24 Ağustos 2015 Pazartesi

[İSKAMBİL KARTLARI BLOG TUR #9] HUYSUZ VE RUHSUZ-NEHİR ERDEM




HUYSUZ VE RUHSUZ-NEHİR ERDEM

Sayfa Sayısı: 436
Tür: Romantik
Yayınevi: Müptela Yayınları


Savaşamadıkları tek şey tutkularıydı.

Bir kadın erkeklere karşı huysuz, aşka karşı acemiyse ortaya büyük bir sorun çıkabilir. Üstelik o kadın hem çok güzel, hem de masumsa bu sorun adamın başına bela olabilir...

''Ukala, ruhsuz, kasıntı adam. Sinir bozucu pislik.
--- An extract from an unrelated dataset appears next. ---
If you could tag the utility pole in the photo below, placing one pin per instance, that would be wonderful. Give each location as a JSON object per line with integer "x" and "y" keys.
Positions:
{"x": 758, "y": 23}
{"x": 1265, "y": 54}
Bencil, kalın kafalı...''

Kalın kafalıdan sonrasını duymayan Yağız sırıtarak mırıldandı.

''Ben de sana deli oluyorum Huysuz hatun...''

Ve bir adam kadınlar konusunda uzman, aşkta ruhsuzsa ortaya büyük bir sorun çıkabilir. Üstelik o adam yakışıklı ve karşı konulmazsa bu sorun çok tehlikeli olabilir.

Gün gelecek sözler aşka,gurur tutkuya yenilecek.
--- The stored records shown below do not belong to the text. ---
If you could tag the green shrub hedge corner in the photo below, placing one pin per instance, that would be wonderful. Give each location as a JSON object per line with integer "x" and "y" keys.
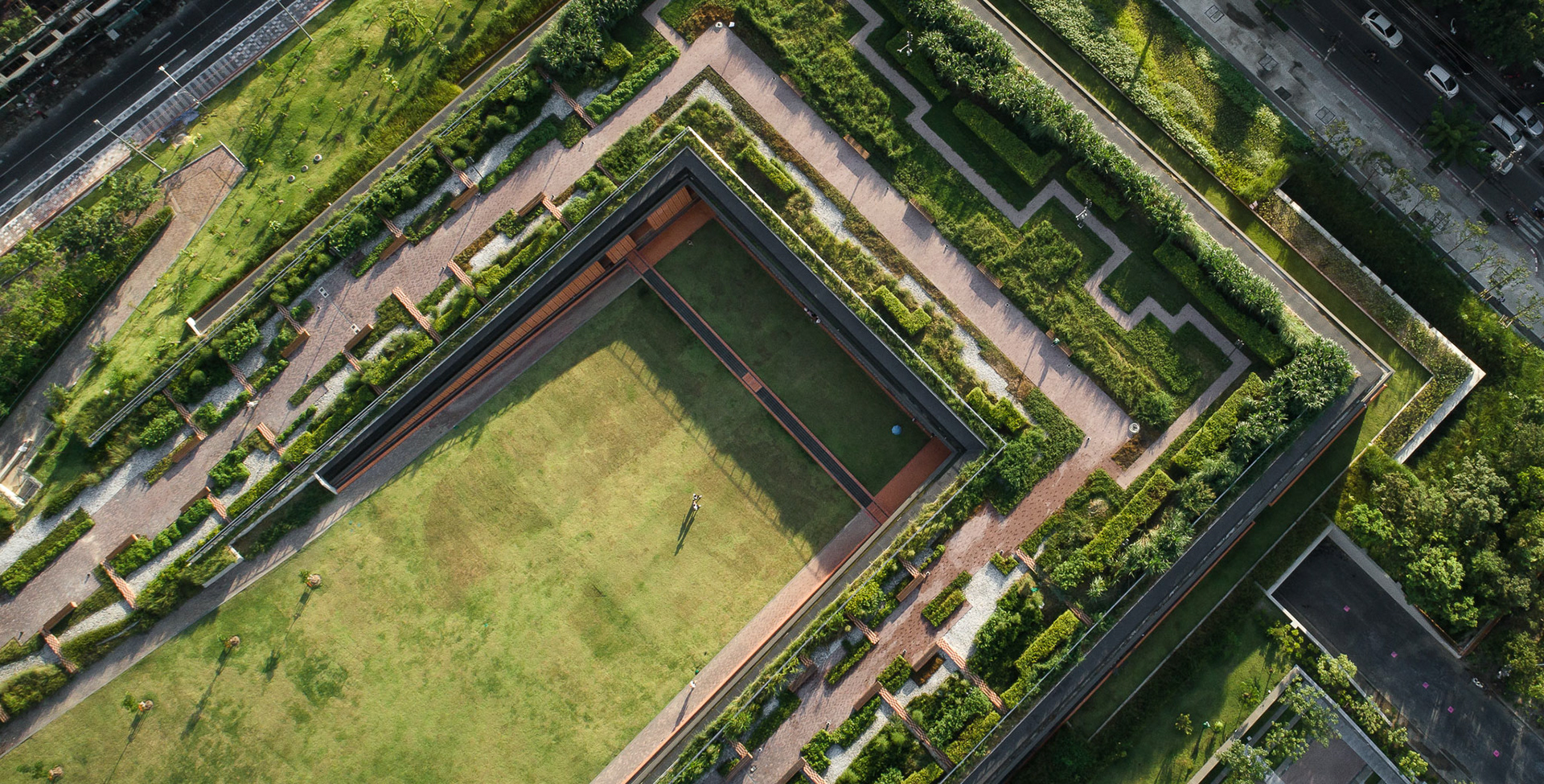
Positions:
{"x": 1001, "y": 414}
{"x": 947, "y": 602}
{"x": 43, "y": 553}
{"x": 1119, "y": 528}
{"x": 1025, "y": 162}
{"x": 1218, "y": 426}
{"x": 971, "y": 735}
{"x": 31, "y": 688}
{"x": 1097, "y": 191}
{"x": 926, "y": 775}
{"x": 910, "y": 322}
{"x": 894, "y": 673}
{"x": 854, "y": 653}
{"x": 786, "y": 704}
{"x": 1047, "y": 642}
{"x": 1265, "y": 344}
Yine Müptela Yayınları'ndan bir kitapla karşınızdayım. Ve tabii ki yine bir Wattpad kitabı. Eminim ki Wattpad'den basılan kitapları saymaya başlasak birçoğumuzun aklına Nehir Erdem de gelir. Bu kitap Nehir Erdem ile tanıştığım ilk kitap oldu. 
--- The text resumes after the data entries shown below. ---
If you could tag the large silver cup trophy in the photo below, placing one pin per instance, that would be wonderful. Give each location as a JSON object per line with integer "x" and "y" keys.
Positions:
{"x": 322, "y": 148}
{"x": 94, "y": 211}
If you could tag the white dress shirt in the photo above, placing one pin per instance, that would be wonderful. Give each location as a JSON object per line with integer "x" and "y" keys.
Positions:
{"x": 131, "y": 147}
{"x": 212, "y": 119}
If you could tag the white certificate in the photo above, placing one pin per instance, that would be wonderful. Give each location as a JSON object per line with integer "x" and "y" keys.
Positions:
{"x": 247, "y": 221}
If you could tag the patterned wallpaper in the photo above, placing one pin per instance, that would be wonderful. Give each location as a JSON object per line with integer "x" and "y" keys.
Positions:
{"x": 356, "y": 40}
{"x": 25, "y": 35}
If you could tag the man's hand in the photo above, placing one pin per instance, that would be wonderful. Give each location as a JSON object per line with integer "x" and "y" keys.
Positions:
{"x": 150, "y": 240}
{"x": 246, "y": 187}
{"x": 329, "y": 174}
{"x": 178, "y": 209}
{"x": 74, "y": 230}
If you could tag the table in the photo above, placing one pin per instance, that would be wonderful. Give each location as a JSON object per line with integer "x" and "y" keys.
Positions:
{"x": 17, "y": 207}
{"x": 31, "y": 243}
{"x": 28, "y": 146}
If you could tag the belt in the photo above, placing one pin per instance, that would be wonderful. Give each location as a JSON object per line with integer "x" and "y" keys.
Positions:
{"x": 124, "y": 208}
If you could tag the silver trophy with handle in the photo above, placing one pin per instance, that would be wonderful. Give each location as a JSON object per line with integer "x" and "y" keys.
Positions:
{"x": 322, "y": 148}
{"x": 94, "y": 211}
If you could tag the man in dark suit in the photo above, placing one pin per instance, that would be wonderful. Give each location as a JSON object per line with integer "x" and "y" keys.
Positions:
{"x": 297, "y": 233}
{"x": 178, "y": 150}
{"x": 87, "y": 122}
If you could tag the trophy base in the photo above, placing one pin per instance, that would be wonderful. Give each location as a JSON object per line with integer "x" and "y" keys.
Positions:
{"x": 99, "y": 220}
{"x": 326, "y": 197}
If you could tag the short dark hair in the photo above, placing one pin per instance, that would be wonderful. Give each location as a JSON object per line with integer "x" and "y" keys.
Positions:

Nehir Erdem'in iyi bir yazar olduğunu birçok sosyal ağdan duyuyordum açıkçası fakat bir türlü kısmet olmamıştı maalesef okumak. Bu yüzden kitap gelir gelmez okumak istediğimi de itiraf etmeliyim. Kitabı açtığım gibi içinden ayracı çıktı ilk olarak. Müptela Yayınları'nın ayraçlara önem verdiğini düşünürdüm hep. En azından değişik ve hoş olduğunda hepimiz hemfikiriz diye tahmin ediyorum. Fakat bu ayracı Müptela'nın En Kötü Ayraçları diye bir liste yapsaydım sanırım içine koymak durumunda kalırdım. Neden, diye düşünmüşünüzdür. Birinci sebep boyut konusu. Gerçekten de gereksiz bir boyutu var. Kare ve küçük bir kare değil. Açıkçası ilk aklıma gelen bardak altlığı oldu ayracı gördüğümde. İkinci sebep ise kolye meselesi. Kanayan gül, kırık kalpli kolye gibi şeyler pek ilgimi çekmediği için bu da kötü bir izlenim bıraktı bende. Fakat kırmızı yüzeyi beğendim açıkçası. Tam zevkime göre diyebilirim. Belki de çift yüzeli olmasının sebebi buydu. Yani hem sadeliği sevenlere hem de bu tarz şeyleri sevenlere hitap etmek olabilir amaç. Bir fikrim yok demekle yetiniyorum.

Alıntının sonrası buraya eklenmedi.